Return to PST should prompt tax reform, says Fraser Institute
If BC wants to reduce the negative effects that reintroducing the provincial sales tax will have on the province’s investment climate, it should consider exempting all business inputs from the PST, among other reforms, says Charles Lammam, Fraser Institute associate director of tax and budget policy research.
The recommendations are contained in a report Lammam and two co-authors submitted to the British Columbia Expert Panel on Business Taxation. Made up of a cross-section of BC tax and finance experts, the Expert Panel was appointed in January by Finance Minister Kevin Falcon to provide analysis and recommendations to the province on business tax competitiveness and administrative improvements to streamline the Provincial Sales Tax.
“Different taxes impose different costs on the economic well-being of BC families. The PST is one of the most detrimental forms of taxation because it taxes production and drives up the cost of investing in BC,” Lammam said.
“If the government wants to provide more opportunities for families to prosper, it should consider tax reforms that will reduce the PST’s negative impact, make BC a better place for investors to set up operations or expand, and enable the province to better attract and retain highly-skilled workers.”
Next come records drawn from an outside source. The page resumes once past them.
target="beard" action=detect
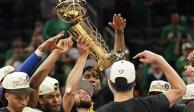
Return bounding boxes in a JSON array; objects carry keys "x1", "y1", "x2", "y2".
[{"x1": 75, "y1": 96, "x2": 92, "y2": 109}]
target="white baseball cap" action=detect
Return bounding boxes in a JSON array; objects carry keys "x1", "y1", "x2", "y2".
[
  {"x1": 0, "y1": 66, "x2": 15, "y2": 81},
  {"x1": 39, "y1": 77, "x2": 59, "y2": 95},
  {"x1": 149, "y1": 80, "x2": 171, "y2": 93},
  {"x1": 109, "y1": 60, "x2": 136, "y2": 84},
  {"x1": 2, "y1": 72, "x2": 34, "y2": 93},
  {"x1": 182, "y1": 84, "x2": 194, "y2": 100}
]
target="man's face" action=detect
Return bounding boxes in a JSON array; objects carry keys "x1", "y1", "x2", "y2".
[
  {"x1": 5, "y1": 93, "x2": 29, "y2": 112},
  {"x1": 82, "y1": 69, "x2": 101, "y2": 94},
  {"x1": 74, "y1": 89, "x2": 92, "y2": 109},
  {"x1": 39, "y1": 90, "x2": 61, "y2": 112}
]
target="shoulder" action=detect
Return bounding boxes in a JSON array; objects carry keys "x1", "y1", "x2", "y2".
[
  {"x1": 95, "y1": 102, "x2": 114, "y2": 112},
  {"x1": 163, "y1": 25, "x2": 172, "y2": 31},
  {"x1": 141, "y1": 94, "x2": 170, "y2": 108}
]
With the return of the PST, Lammam notes that BC will have one of the highest overall tax rates on investment, putting it at a distinct disadvantage compared to key provincial competitors like Alberta, Saskatchewan, and even Ontario.
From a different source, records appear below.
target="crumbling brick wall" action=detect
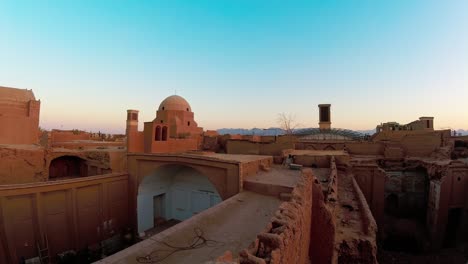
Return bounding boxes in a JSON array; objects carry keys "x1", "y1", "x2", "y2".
[
  {"x1": 309, "y1": 173, "x2": 336, "y2": 264},
  {"x1": 239, "y1": 169, "x2": 312, "y2": 264}
]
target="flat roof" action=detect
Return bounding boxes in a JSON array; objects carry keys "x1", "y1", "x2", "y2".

“BC is competing with these provinces and other jurisdictions for investment dollars and skilled workers. With the introduction of the HST, BC improved its tax policy competitiveness. By returning to the PST, we’re taking a step backwards and making ourselves less competitive.”
The submission to the Expert Panel recommends:
Introduce a complete sales tax exemption on all business inputs, especially machinery, equipment, and new technologies;
Reduce the general corporate income tax rate to eight per cent from its current 10 per cent rate through a phased-in reduction;
Reduce the disincentive for small businesses to grow by increasing the threshold of income eligible for the preferential small business tax rate of 2.5 per cent to $1 million from $500,000;
Equalize property tax rates across business classes. Determine ranges of fairness and thresholds based on average property tax rates in municipalities for different major classes and require all tax rate changes to move toward this range and Reduce the province’s middle and top marginal income tax rates to make them competitive with Alberta.
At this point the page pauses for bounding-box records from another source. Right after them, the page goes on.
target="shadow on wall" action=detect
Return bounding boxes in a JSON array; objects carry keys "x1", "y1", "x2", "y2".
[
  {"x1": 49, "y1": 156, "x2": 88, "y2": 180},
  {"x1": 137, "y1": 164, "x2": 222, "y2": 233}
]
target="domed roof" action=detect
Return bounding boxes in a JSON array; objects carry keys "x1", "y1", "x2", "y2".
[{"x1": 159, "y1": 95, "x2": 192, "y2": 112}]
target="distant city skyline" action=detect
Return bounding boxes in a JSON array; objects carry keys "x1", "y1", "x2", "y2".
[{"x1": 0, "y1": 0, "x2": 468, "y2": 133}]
Specifically, gradually collapse the top three marginal rates (14.7 per cent, 12.3 per cent, and 10.5 per cent) with the ultimate goal of moving toward a flat tax rate on personal income equal to the Alberta rate of 10 per cent.
Lammam pointed out the recommended tax changes could be implemented within the provincial government’s balanced budget framework so they do not increase government debt.
This could be accomplished by broadening the consumption tax base of the PST and eliminating many of the special exemptions. The provincial government could also eliminate or scale back many of the corporate and personal income tax credits currently offered.
“While expanding the list of goods and services subject to the PST may not be politically feasible, the government currently provides numerous tax credits with questionable economic value to certain businesses and individuals that come at the expense of others. Eliminating these credits would broaden the tax base while simplifying the tax code,” Lammam said.
“Most importantly, the government should refrain from increasing taxes that are highly economically damaging, such as personal and capital-based taxes, as it seeks to garner revenue for other tax reductions.
“Alternatively, it could wait to enact the proposed tax reforms until after the budget is balanced and revenues become available.”